Know What Type of Loan you Need
September 6, 2008
There are many different types of loans available. Before you borrow money, you need to know what type of loan you will be looking for.
Most loans are self-explanatory. Their titles tell you what type of loan they are. But you should be very clear before you sign the dotted line.
A secured loan is one in which there is collateral of some kind put up for the loan. This can be anything from a vehicle loan, a boat loan, a mortgage or business equipment. If you dont pay the loan, the lender has the right to take the collateral. In most cases, this is the item you have bought with the financing.
Some people have to offer additional collateral to secure a loan. For example, when the lender is financing 100% of an asset that will have a rapid reduction in market value, he may ask that you put up another asset to add to the collateral value of your loan.
An unsecured loan has no collateral. It is based on your credit standing, your income and other factors. Most secured loans have a lower interest rate because the risk of default is lower.
A revolving loan is one where you have access to a continuous source of credit, up to a set credit limit.
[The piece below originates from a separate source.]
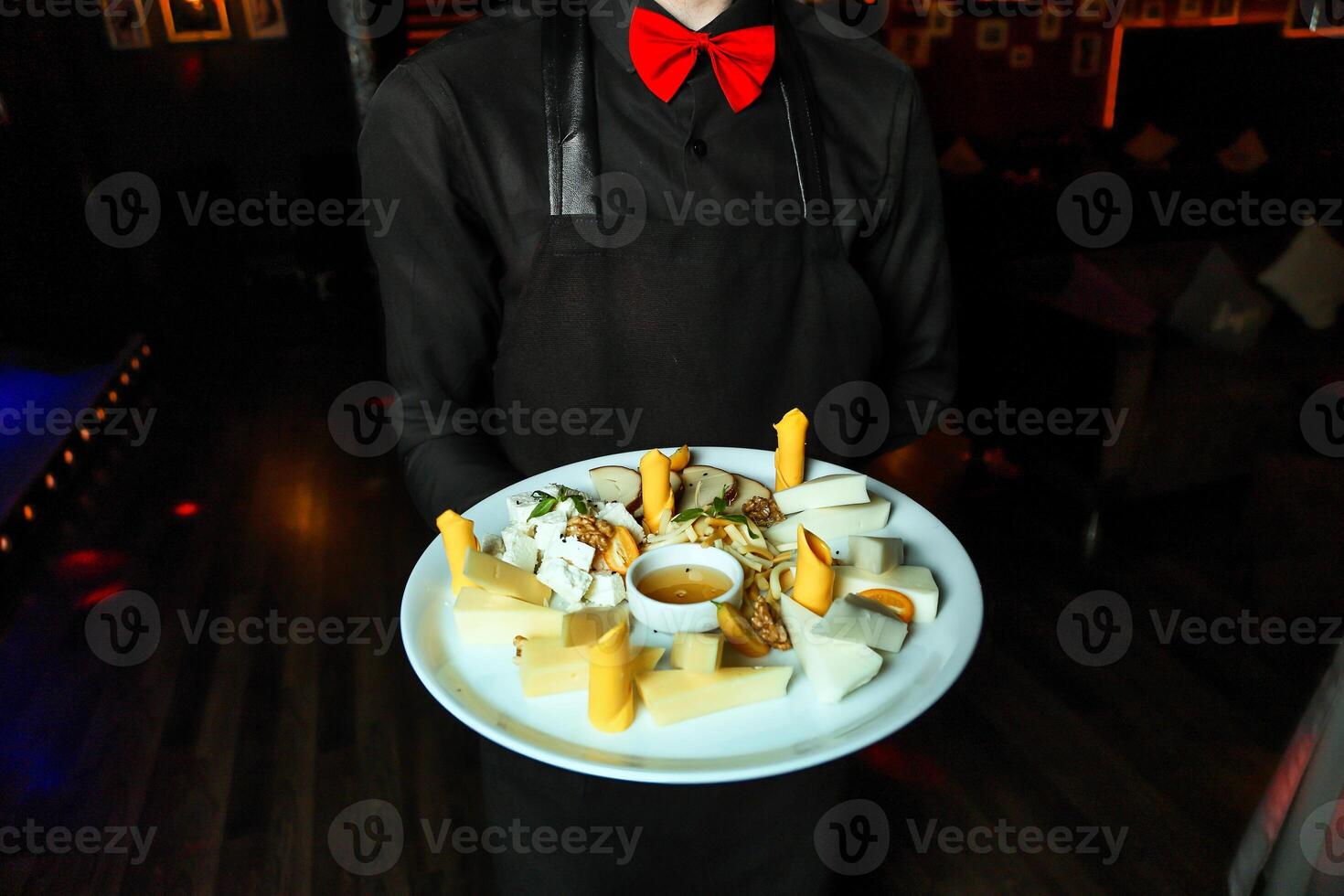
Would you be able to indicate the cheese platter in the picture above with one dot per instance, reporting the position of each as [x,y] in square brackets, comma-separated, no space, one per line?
[720,640]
These loans include credit cards and home equity lines of credit. For example, if you have a $10,000 credit limit, you can charge it up, pay it down and charge it up again. You are only charged interest on the amount you have borrowed from the credit.
Installment loans have a fixed repayment schedule. You borrow a set amount of money and have a fixed repayment schedule and payment amount. You cant take more money out from the loan. Once it is paid, it is paid.
Fixed-rate loans have a fixed interest rate for the life of the loan. You are protected from changing interest rates. You know that your rate and payment will remain the same over time. This is a great advantage to home buyers and other loan borrowers. However, if rates fall, you will lose out on lowered rates. You will have to refinance to take advantage of the lower rate.
The adjustable-rate loan has an interest rate that rises and falls with a benchmark rate, usually the Prime Rate. The advantage of an adjustable rate is that you could pay less in interest if the rate falls. In many cases, adjustable-rate loans have an initial interest rate that is lower than a fixed-rate loan. But the disadvantage is that this rate could adjust upwards. When the rate goes up, the monthly payment amount will as well. This can make the future unpredictable for a borrower.
Before you set out to borrow money, you need to know what type of loan fits your financial needs. You should also know how much you can afford to borrow, both in monthly terms and over the long term. When comparing different lenders, make sure that you are comparing the same types of loans with the same terms. For example, if one lender quotes you a fixed-rate interest rate and the other quotes you an adjustable-rate interest rate, you are not only seeing a difference in rates, but also very different types of loans. Know what you are agreeing to before you borrow money.